Altrettanto correttamente la Corte territoriale ha ritenuto l’irrilevanza – ai fini della potenziale conoscenza precedente dell’intervenuta emissione della sentenza da parte della R. (pur rimasta involontariamente contumace nel giudizio di primo grado) e, quindi, del decorso da tale momento del termine per appellare – della pregressa trascrizione della sentenza stessa nella Conservatoria dei RR.II, intervenuta il 23 gennaio 2012, assolvendo tale adempimento a tutt’altra funzione di pubblicità.

Del resto è consolidato l’indirizzo della giurisprudenza di questa Corte in base al quale il termine breve di impugnazione decorre soltanto in forza di una conoscenza “legale” del provvedimento da impugnare e cioè di una conoscenza conseguita per effetto di un’attività svolta nel processo, della quale la parte sia destinataria o che ella stessa ponga in essere, la quale sia normativamente idonea a determinare da sè detta conoscenza o tale, comunque, da farla considerare acquisita con effetti esterni rilevanti sul piano del rapporto processuale (v. Cass. n. 15359/2008). In altri termini, ai fini della decorrenza del termine breve per proporre impugnazione, la notificazione della sentenza, cui si riferisce l’art. 326 c.p.c., non può essere sostituita da forme di conoscenza equipollenti, quali la conoscenza di fatto del provvedimento impugnato.

8. Il terzo motivo del ricorso è anch’esso manifestamente infondato poichè il giudice d’appello ha legittimamente applicato il principio della soccombenza finale allo scopo della regolazione delle spese di entrambi i gradi di giudizio, ponendole a carico della (omissis), la quale, anche sotto il profilo del principio di causalità, aveva dato luogo all’instaurazione del giudizio di primo grado in base ad una notificazione nulla dell’atto introduttivo, aveva preannunciato l’inizio dell’esecuzione forzata notificando una sentenza formatasi all’esito di un giudizio in cui la convenuta era rimasta involontariamente contumace e ha resistito in appello, contestando le complessive doglianze della parte avversa, invece fondate e ritenute, per l’appunto, tali dal giudice del gravame.

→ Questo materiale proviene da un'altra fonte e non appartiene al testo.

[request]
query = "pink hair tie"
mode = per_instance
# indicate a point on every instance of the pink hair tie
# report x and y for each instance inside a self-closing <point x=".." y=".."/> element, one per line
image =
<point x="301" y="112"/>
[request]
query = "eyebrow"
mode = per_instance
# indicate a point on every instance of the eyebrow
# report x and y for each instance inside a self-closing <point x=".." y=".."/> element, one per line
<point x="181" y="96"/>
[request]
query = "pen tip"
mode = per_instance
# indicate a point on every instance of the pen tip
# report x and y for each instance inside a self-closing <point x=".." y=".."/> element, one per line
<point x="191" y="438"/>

E’, peraltro, incontroverso che il giudice di appello, allorchè riformi in tutto o in parte la sentenza impugnata, deve procedere d’ufficio, quale conseguenza della pronuncia di merito adottata, ad un nuovo regolamento delle spese processuali, il cui onere va attribuito e ripartito tenendo presente l’esito complessivo della lite poichè la valutazione della soccombenza opera, ai fini della liquidazione delle spese, in base ad un criterio unitario e globale.

9. In definitiva, alla stregua delle ragioni complessivamente esposte, il ricorso deve essere integralmente rigettato, con la conseguente condanna della soccombente ricorrente al pagamento delle spese del presente giudizio, liquidate nella misura di cui in dispositivo.

Ricorrono, infine, le condizioni per dare atto della sussistenza dei presupposti per il versamento, da parte della stessa ricorrente, del raddoppio del contributo unificato ai sensi del D.P.R. n. 30 maggio 2002, n. 115, art. 13, comma 1 quater.

P.Q.M.

La Corte rigetta il ricorso e condanna la ricorrente al pagamento delle spese del presente giudizio, liquidate in complessivi Euro 1.400,00, di cui Euro 200,00 per esborsi, oltre contributo forfettario nella misura del 15% ed accessori come per legge.

Dà atto della sussistenza dei presupposti per il versamento, da parte della ricorrente, del raddoppio del contributo unificato ai sensi del D.P.R. n. 115 del 2002, art. 13, comma 1 quater.

Così deciso in Roma, nella Camera di Consiglio della Sezione Seconda Civile, il 21 marzo 2018.